(Okay, not really an ode because I recognize that I'm a terrible poet).
Many potential adoptive parents (PAPs) are hurt to find that their extended families are less than overjoyed by the news that they're adopting. "Don't you want a baby of your own?" is a question I see lamented far too frequently by other PAPs on adoption boards. Family members have concerns about bringing a "stranger" into the family, the possibility of a genetic roulette, birth parents swooping back in years later to reclaim their children. Misgivings stem from all sorts of sources, usually out of the desire to protect the PAPs. Add in the myriad of issues that arise from a trans racial adoption and there's a lot of room out there for ignorant and hurtful comments that indicate hesitation on the part of the extended family.

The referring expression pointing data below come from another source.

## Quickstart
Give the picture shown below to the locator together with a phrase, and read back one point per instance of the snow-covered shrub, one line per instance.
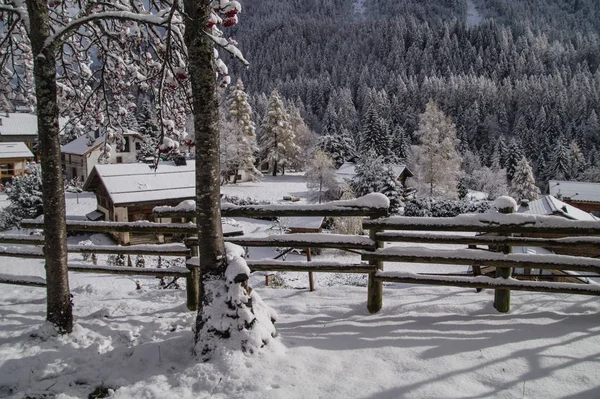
(425, 207)
(25, 196)
(233, 316)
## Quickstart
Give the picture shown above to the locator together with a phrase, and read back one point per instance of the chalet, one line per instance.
(129, 192)
(583, 195)
(81, 155)
(13, 160)
(347, 171)
(18, 127)
(549, 205)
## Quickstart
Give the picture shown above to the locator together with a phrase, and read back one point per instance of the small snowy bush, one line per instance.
(233, 316)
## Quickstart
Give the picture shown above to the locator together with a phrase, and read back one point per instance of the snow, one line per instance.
(505, 202)
(426, 341)
(22, 124)
(14, 150)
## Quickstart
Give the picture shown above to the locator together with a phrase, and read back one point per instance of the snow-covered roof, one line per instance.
(138, 183)
(22, 124)
(80, 146)
(307, 222)
(549, 205)
(575, 190)
(14, 150)
(347, 171)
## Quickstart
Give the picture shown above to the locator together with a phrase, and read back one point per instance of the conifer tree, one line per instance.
(320, 177)
(243, 132)
(374, 176)
(560, 162)
(513, 157)
(277, 137)
(437, 163)
(374, 135)
(523, 186)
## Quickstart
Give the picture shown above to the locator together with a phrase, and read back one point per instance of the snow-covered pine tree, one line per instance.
(149, 130)
(437, 163)
(513, 156)
(277, 137)
(304, 139)
(25, 196)
(320, 177)
(522, 186)
(240, 114)
(374, 176)
(560, 162)
(578, 164)
(401, 144)
(500, 152)
(375, 135)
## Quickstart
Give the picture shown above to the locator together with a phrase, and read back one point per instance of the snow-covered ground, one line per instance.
(426, 342)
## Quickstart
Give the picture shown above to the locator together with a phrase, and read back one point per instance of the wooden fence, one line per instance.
(499, 232)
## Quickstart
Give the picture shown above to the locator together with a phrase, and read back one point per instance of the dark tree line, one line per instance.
(528, 72)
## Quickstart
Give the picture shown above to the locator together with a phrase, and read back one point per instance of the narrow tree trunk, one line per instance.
(59, 306)
(206, 123)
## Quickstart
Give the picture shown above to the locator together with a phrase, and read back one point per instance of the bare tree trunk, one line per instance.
(206, 123)
(59, 306)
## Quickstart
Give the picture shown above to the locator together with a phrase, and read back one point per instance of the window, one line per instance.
(7, 169)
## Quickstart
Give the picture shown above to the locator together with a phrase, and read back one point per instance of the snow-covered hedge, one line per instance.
(425, 207)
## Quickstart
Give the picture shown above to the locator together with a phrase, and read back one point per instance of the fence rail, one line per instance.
(497, 230)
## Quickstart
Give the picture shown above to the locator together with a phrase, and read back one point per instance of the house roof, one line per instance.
(14, 150)
(138, 183)
(17, 124)
(348, 170)
(575, 190)
(80, 146)
(549, 205)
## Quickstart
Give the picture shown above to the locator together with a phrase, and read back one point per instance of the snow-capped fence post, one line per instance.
(505, 205)
(375, 287)
(192, 283)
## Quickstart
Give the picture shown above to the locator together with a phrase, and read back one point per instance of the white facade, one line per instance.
(80, 156)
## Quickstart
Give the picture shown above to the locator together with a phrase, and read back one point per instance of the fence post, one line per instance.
(502, 297)
(375, 288)
(192, 283)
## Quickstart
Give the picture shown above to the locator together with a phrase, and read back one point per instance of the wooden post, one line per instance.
(476, 269)
(375, 288)
(502, 297)
(192, 283)
(311, 281)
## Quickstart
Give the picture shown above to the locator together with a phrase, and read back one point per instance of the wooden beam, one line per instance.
(21, 239)
(131, 271)
(31, 281)
(156, 250)
(260, 211)
(462, 257)
(300, 240)
(313, 266)
(490, 283)
(432, 238)
(493, 223)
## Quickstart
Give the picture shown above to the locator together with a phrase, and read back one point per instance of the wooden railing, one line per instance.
(415, 230)
(382, 229)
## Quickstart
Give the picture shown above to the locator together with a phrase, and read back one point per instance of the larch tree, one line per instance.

We've gotten tastes of this from acquaintances who have hinted that adopting is a consolation prize for us, including one rather drunken admonishment that we just have to have biological kids because they would have, like, super powers or something. Uh, thanks but no thanks.
This post, however, is designed to praise our own families who have been amazingly supportive of this adoption from the very beginning. There are a lot of special people who are waiting to welcome our kids into the family and that means the world to me. My mother-in-law has a Moses basket waiting on her hearth to symbolize waiting for new grandchildren. I think my mom would have purchased enough baby clothes to outfit an entire orphanage by now if she only knew the sizes and genders of our kids. My grandma has been knitting mittens. My dad asks about the progress every time I talk to him to the point that I'm tempted to tell him that yes, actually, we leave tomorrow to pick them up. Oops, did I forget to mention that when you asked about the status of the process yesterday? We have a little niece and nephew praying for their future cousins. I don't want to leave anybody out because we've gotten so much support and it's been so wonderful. Adopting can be a very boring process; it's a lot of waiting and paperwork and more waiting. It helps a lot knowing that our families are impatient too and are excited about our children. Thank you.